Due to their theoretically higher specific energy (energy/mass) and energy density (energy/volume) future electrochemical energy storage systems can provide significantly higher runtimes and ranges in the mobility sector, both in the area of mobile devices (cell phones, mobile computers, power tools, etc.) and on a large scale in electromobility.
Batteries based on metallic lithium represent a promising approach that could enable the required high specific energies and energy densities.
The use of metallic lithium in electrochemical energy storage issues new challenges for the battery community from the material to the cell to the system level. The highly reactive metallic lithium requires the formation of a protective layer on the surface of the lithium anode via a reaction of the lithium with the electrolyte (solid electrolyte interphase - SEI). While in the lithium-ion battery a solid electrode matrix, in which the lithium is incorporated, mechanically stabilizes the SEI, the purely metallic anode is built up and broken down during charging and discharging, so that the SEI is subjected to much greater mechanical stress and a change in volume. The resulting rupture of the SEI causes further contact of the lithium with the electrolyte and thus thickening of the SEI. In this process, not only are the active material lithium and the electrolyte consumed, but the transport of lithium ions between the electrodes is increasingly hampered by the thickening of the SEI with high resistance. Furthermore, the metallic lithium at the SEI grows in dendritic form. These tree-like structures pose a potential danger of breaking through the SEI and the separator and causing a short circuit through contact with the counter electrode. Schematically, the dendrite growth is shown in Figure 1.
The altered battery state due to the thickened SEI and the hazard potential due to dendrite growth must be considered at the system level. This is done via so-called battery management systems (BMS), which are used to monitor and control complex battery packs as found in electric vehicles. In this case, the states of the individual cells are to be determined and differences due to production and age are to be compensated. In addition to the control function of the BMS, defects must be detected and damaged cells must be removed from the battery pack to prevent major safety risks such as fires caused by the reactive lithium and flammable electrolytes.

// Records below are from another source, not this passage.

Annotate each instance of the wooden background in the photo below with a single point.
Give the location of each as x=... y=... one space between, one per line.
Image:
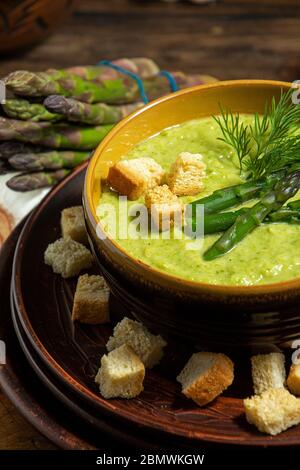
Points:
x=229 y=39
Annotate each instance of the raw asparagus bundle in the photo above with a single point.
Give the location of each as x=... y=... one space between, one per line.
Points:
x=51 y=160
x=94 y=114
x=31 y=181
x=119 y=91
x=36 y=136
x=10 y=148
x=53 y=135
x=141 y=66
x=25 y=110
x=57 y=108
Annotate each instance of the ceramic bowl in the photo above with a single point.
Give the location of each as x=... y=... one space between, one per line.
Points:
x=210 y=316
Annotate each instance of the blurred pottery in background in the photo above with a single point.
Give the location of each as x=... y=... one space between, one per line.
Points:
x=26 y=22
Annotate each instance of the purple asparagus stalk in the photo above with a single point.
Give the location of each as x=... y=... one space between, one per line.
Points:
x=95 y=114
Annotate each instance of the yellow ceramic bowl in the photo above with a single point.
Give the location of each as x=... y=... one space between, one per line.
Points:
x=146 y=289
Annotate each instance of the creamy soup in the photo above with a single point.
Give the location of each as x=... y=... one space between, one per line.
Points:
x=271 y=253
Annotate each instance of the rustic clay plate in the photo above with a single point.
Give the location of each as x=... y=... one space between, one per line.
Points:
x=72 y=352
x=20 y=384
x=110 y=430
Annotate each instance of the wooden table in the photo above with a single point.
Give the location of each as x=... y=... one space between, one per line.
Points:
x=229 y=39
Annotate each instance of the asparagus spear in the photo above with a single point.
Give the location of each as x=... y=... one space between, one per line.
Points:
x=253 y=217
x=95 y=114
x=10 y=148
x=220 y=222
x=23 y=109
x=31 y=181
x=52 y=160
x=232 y=195
x=141 y=66
x=121 y=90
x=52 y=135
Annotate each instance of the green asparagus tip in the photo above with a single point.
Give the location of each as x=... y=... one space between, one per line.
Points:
x=19 y=82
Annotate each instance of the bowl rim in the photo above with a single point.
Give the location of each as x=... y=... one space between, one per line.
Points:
x=157 y=274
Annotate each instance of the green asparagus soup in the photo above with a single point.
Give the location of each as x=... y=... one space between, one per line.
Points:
x=271 y=253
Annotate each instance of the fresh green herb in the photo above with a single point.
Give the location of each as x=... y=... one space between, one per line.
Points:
x=267 y=145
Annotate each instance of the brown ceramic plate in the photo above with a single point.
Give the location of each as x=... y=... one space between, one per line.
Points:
x=20 y=384
x=110 y=430
x=72 y=352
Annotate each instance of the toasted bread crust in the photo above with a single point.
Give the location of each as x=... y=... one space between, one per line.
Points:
x=293 y=380
x=91 y=300
x=208 y=385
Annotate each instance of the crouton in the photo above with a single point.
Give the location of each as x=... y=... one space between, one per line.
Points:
x=73 y=225
x=147 y=346
x=293 y=380
x=274 y=411
x=268 y=371
x=132 y=178
x=121 y=374
x=67 y=257
x=163 y=205
x=91 y=300
x=205 y=376
x=186 y=174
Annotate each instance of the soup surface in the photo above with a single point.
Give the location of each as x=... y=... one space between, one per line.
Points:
x=271 y=253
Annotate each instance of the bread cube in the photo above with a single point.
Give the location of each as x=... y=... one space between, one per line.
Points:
x=163 y=205
x=268 y=371
x=121 y=374
x=67 y=257
x=73 y=225
x=293 y=380
x=147 y=346
x=91 y=300
x=205 y=376
x=132 y=178
x=274 y=411
x=186 y=174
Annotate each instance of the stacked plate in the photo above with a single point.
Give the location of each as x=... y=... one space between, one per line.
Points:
x=63 y=358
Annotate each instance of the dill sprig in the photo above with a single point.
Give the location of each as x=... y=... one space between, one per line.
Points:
x=267 y=145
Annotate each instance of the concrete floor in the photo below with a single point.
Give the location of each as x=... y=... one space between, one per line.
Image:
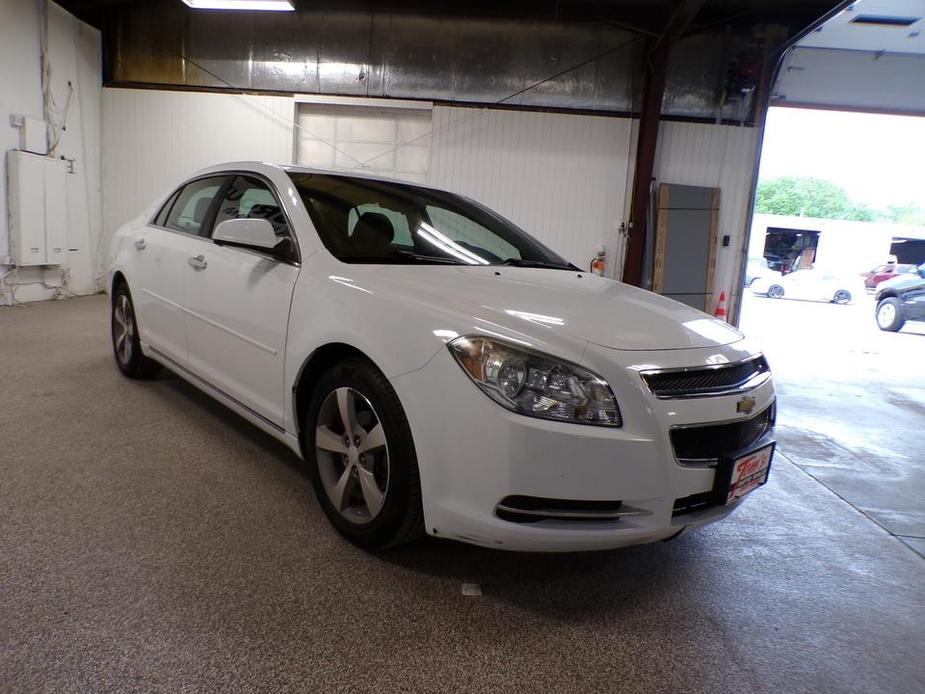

The experimental characterization of the lithium surface and dendrites is significantly limited by their high reactivity with oxygen, nitrogen, water, and other substances and the low interaction with X-rays. Therefore, the metallic lithium electrode is still insufficiently characterized and the knowledge of the structure and growth rates of the layer between electrolyte and lithium is not sufficient for modelling. Most of the analysis techniques take place outside the operating conditions (e. g. ultra-high vacuum or dried) and are not informative for the processes inside the cell during electrochemical charge and discharge.
The physical and electrochemical analysis methods will be coupled in-operando as far as possible by a custom-built electrochemical cell, so that the data are significantly closer to the application than in post-mortem analyses. The developed model will be verified and improved by measurements on electrochemically symmetric Li/Li cells, using electrochemical impedance spectroscopy (EIS) and potentiostatic as well as galvanostatic cyclization.
The BMS is based on complex algorithms that extrapolate the state of a battery from the macroscopic measured quantities of the battery (current, voltage, temperature, etc.). These algorithms must be trained and verified, in particular with regard to the detection of defective and thus dangerous cells. This can be done using real batteries or battery models that simulate a particular battery state and pass it on to the BMS via a hardware component (Hardware-in-the-Loop – HiL). Real measurement data under different battery operating conditions (aged, cycled, defective, heat, cold, deep discharge, overcharge, etc.) are time-consuming and costly, sometimes dangerous, and have limited reproducibility. Using models and the HiL principle, such measurements can be avoided, however, modelling requires a detailed understanding of the processes taking place in the battery.
The planned model for metallic lithium surfaces includes dendrite growth in two dimensions, i.e. growth across the electrode surface perpendicular to the growth direction. At the same time, the growth will be combined with the (inhomogeneous) SEI layer and its influence (morphology, geometry and resistance) on the dynamics of the growth. For this purpose, SEI growth on metallic lithium surfaces will be modeled for the first time. The transport processes will be implemented according to the established Newman models, which have already been successfully developed and implemented at Fraunhofer IEE for the lithium-ion- and for the lead-acid battery. This software serves as the basis for the dendrite and SEI growth processes to be modeled. For a successful implementation of the model and for reliable results, the empirical results on both growth processes as well as the parameters of the electrochemical storage obtained from experimental measurements are crucial for the software to be developed.